Il serait de bon sens de faire une loi, quitte à le faire très progressivement. Attendons peut-être quelques années pour légiférer sur les délégations ou les « testaments de vie ». Commençons par le cas le plus simple, c'est-à-dire l'euthanasie expressément demandée par une personne en état de s'exprimer. Il est urgent de légiférer, au moins pour les cas les plus simples, afin d'autoriser l'euthanasie active expressément demandée par un malade qui est parfaitement maître de ses capacités mentales.

Dès que l'on aborde l'euthanasie involontaire, par exemple celle demandée par les parents pour leur enfant, cela pose plus de problèmes. En effet, l'euthanasie ne concerne pas que les vieillards et les cancéreux. Les médecins qui m'ont le plus et le mieux parlé d'euthanasie sont les pédiatres. Devant un nouveau-né dont vous savez qu'il sera à la fois sourd et aveugle, la question de l'euthanasie est véritablement posée. Prenez la mesure de ce que cela représente. C'est une question d'humanité. Ce débat laisse le champ ouvert à tous les désaccords philosophiques et moraux. Pour terminer, je voudrais dire que le Parlement n'a pas pour rôle de définir le bien ou le mal. Pour illustrer mon propos, je dirais que chacun sait que l'égoïsme est mal, pour autant, aucune loi en France ne l'interdit. L'avortement est-il moralement bon ou moralement mauvais ? C'est une question de conscience. La « loi Veil » n'affirme pas que l'avortement est moralement innocent mais dit simplement qu'il est autorisé dans certains délais.

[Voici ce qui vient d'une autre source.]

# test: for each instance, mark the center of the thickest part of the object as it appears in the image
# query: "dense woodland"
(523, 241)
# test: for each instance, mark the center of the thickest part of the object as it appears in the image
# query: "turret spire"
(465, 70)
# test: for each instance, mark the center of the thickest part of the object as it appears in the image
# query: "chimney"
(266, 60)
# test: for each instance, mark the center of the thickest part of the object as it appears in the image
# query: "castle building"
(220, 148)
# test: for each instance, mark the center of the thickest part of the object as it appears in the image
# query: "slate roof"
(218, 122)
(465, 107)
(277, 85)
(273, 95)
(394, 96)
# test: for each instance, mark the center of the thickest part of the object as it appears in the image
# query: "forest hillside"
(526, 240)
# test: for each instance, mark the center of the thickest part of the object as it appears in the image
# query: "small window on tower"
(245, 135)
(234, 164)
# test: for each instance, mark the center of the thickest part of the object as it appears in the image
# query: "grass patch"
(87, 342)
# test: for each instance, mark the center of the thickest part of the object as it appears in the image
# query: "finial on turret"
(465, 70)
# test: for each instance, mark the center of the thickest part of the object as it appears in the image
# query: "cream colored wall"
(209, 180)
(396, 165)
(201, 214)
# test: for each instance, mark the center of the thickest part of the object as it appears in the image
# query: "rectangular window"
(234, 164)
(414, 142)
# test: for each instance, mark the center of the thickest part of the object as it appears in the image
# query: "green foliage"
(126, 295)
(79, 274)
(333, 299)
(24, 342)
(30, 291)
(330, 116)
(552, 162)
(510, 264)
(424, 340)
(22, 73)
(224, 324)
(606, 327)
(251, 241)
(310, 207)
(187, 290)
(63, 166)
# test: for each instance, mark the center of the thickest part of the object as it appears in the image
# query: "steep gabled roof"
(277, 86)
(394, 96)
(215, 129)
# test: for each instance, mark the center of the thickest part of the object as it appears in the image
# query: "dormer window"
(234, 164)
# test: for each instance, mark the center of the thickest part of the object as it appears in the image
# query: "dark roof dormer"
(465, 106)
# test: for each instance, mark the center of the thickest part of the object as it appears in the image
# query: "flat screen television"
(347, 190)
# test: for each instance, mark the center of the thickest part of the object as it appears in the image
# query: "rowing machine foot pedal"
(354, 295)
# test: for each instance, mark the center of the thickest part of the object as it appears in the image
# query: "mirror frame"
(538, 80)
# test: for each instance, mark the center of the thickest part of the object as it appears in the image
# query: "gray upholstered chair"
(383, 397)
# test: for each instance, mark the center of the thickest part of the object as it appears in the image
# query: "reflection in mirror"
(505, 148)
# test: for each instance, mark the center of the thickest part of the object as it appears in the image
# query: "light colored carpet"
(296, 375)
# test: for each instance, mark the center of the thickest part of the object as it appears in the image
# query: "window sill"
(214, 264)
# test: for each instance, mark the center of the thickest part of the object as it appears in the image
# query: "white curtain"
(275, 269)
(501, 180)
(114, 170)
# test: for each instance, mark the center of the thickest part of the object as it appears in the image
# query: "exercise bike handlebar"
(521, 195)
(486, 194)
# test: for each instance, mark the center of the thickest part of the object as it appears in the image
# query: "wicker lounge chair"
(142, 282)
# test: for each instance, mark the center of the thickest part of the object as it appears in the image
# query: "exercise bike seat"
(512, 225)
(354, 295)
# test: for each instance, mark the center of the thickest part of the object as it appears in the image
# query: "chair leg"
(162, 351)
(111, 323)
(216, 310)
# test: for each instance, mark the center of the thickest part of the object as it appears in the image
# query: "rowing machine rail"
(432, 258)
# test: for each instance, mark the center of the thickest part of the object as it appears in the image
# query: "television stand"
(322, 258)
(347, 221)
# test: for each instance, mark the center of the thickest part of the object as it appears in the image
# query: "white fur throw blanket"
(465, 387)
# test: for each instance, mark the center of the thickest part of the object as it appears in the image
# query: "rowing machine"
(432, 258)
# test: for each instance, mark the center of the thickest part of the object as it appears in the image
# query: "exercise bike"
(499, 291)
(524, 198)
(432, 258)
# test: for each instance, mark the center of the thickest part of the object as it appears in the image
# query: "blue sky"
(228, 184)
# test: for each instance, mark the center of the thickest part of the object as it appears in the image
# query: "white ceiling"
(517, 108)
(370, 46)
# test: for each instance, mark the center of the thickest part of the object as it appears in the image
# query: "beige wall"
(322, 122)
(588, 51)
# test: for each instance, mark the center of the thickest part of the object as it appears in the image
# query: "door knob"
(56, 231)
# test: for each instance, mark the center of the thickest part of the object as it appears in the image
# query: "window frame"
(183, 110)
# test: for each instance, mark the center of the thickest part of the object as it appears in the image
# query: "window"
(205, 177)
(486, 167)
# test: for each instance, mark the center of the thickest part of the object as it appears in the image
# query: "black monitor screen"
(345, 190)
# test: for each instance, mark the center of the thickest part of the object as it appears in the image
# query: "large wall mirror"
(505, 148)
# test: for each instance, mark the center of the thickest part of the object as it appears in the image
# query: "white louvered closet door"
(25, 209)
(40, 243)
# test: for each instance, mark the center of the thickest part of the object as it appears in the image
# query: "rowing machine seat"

Il ne s'agit pas de se mettre d'accord sur la question métaphysique posée par la mort ou sur la question morale posée par l'euthanasie. Il s'agit de se mettre d'accord sur un terrain juridique et politique. A ce point du débat, la question du libéralisme prend tout son sens : est-ce que l'État a le droit d'imposer une conception métaphysique aux citoyens, selon laquelle l'homme n'est pas le maître de sa vie ? La position de Monsieur Aumonier est tout à fait respectable philosophiquement. Pour autant, l'État a-t-il le droit de l'imposer ou au contraire d'imposer la mienne ?

La réponse est évidemment « non ». L'État est laïque, c'est pourquoi il doit laisser à chacun la maîtrise de sa vie et la liberté d'être plutôt d'accord avec les propos de Nicolas Aumonier ou avec ceux d'André Comte-Sponville.